# KDAB's Software Development Best Practices:

by David Faure | Managing Director KDAB France

# Desktop Development

The software engineering community has learned hard lessons over time about the best way to build software. Following tried-and-true practices provides a huge number of benefits: more resilient software, faster release schedules, higher quality products, more effective teamwork, and happier developers.

While desktop development shares a lot of best practices with other types of software, a few things make it stand apart. Development of an application that sits on a user's desktop, no matter what that consists of, requires a flexible design. Desktop applications are bigger than programs for embedded and IoT and they demand an architecture more complex than server or cloud apps with their tightly controlled environments. Here are some of our best practices for building these complex desktop applications.

# 1. Cross-platform

# 1.1. Multiplatform Builds

Targeting multiple operating systems is much more common in the desktop realm than in the embedded space. And even though it adds to your server build times, you should always build all platforms in your CI workflow. It's easy to introduce changes that work fine on your development OS but break on a different OS, forcing other platform developers to fix your bugs. Ideally, your CI system would build each platform as part of the pre-commit checks so developers can commit code that works consistently.

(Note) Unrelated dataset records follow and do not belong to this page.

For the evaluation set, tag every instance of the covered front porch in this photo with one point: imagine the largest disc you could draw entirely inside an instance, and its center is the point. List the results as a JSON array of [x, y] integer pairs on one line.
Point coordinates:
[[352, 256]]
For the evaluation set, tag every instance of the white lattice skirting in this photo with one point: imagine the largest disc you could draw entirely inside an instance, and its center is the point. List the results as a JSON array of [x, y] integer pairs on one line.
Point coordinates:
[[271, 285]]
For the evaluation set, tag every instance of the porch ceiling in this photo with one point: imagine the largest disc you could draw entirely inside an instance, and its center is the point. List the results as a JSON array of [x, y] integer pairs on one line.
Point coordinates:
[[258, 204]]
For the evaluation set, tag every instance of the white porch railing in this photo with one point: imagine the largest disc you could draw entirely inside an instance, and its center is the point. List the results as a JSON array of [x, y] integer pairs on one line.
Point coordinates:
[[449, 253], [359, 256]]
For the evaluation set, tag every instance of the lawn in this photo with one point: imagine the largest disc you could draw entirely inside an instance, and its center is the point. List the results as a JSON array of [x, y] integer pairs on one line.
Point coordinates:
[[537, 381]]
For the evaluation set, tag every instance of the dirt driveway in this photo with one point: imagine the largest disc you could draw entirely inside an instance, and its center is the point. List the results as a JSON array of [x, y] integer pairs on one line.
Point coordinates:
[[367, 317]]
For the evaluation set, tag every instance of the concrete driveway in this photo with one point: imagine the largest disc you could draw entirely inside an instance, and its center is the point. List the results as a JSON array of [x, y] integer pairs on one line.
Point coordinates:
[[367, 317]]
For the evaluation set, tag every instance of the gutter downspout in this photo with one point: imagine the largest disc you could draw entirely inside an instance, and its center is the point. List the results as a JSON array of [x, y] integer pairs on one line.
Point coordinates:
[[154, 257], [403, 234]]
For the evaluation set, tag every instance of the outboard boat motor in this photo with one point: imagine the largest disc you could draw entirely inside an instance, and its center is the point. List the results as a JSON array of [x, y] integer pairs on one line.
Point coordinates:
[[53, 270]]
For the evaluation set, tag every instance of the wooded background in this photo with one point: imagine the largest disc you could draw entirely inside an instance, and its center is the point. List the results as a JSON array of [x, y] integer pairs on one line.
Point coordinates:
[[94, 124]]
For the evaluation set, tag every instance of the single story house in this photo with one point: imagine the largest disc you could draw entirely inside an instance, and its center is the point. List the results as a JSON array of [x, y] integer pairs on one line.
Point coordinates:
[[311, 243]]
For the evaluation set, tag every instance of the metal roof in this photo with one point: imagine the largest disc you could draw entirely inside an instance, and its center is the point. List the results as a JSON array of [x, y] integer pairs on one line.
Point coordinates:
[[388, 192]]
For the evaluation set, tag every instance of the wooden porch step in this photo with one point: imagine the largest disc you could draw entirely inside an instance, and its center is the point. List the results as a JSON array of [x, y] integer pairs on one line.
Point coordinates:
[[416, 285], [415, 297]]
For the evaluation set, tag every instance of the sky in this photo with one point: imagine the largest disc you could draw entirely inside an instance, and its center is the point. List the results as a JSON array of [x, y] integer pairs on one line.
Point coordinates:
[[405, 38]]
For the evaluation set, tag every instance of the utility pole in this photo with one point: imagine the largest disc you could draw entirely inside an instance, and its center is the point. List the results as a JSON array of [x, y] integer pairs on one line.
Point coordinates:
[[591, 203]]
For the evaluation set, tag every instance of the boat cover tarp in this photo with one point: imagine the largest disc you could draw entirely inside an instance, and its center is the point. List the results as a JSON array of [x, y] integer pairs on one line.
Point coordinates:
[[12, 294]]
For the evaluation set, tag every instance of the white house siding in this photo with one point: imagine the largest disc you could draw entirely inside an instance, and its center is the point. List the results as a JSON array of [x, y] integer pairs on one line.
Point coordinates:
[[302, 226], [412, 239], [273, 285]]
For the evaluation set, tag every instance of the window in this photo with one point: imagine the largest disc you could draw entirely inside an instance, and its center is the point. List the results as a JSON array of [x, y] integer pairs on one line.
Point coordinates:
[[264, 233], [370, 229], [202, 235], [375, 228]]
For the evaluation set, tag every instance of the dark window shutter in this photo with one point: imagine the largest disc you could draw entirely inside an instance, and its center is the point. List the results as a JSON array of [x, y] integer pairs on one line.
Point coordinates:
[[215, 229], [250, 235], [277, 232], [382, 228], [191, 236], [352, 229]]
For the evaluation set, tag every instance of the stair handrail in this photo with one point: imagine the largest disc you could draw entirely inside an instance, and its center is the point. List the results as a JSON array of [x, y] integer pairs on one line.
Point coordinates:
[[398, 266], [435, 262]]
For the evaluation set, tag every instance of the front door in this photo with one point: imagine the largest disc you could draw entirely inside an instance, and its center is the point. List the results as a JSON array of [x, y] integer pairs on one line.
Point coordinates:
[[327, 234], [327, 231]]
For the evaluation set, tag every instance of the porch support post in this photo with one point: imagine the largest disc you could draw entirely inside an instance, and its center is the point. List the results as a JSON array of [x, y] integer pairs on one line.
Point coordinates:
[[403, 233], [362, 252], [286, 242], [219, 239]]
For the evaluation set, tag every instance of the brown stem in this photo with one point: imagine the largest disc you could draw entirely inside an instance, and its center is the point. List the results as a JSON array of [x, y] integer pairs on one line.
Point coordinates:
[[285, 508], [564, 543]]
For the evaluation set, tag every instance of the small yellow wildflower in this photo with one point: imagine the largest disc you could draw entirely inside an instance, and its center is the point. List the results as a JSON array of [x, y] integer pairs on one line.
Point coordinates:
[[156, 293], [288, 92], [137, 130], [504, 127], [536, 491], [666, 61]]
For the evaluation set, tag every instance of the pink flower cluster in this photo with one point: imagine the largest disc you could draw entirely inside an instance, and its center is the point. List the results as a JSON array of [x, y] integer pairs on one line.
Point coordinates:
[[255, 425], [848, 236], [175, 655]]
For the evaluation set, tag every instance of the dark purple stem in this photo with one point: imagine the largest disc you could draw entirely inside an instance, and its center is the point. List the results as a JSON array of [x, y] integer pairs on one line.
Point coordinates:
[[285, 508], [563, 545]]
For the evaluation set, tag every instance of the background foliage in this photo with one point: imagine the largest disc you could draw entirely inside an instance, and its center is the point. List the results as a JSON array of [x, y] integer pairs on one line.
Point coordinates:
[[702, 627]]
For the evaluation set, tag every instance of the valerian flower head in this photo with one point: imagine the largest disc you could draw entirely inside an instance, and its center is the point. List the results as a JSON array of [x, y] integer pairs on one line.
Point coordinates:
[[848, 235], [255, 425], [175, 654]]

Another reason to build on all platforms is that you benefit from behavioral differences of each platform's compilers. Compiling your code with all platform-specific compilers forces you to write standards-compliant code and ensures that you get a diversity of warnings. Different compilers are better at detecting different types of errors, so ensuring that you have no warnings on any compiler helps improve code quality.

# 1.2. Adding Linux

Desktop applications generally need to be built for Windows and Mac OSX. But even if you don't intend to support Linux users, it's a good idea to** build your project under Linux **too. Not only because of additional compiler code validation and warnings as mentioned above, but because a large number of developers live in the Linux world. Including this OS in your build means any Linux developers on your team may be more proficient and productive, especially if they are able to use many of the open-source debugging and profiling tools that Linux has available.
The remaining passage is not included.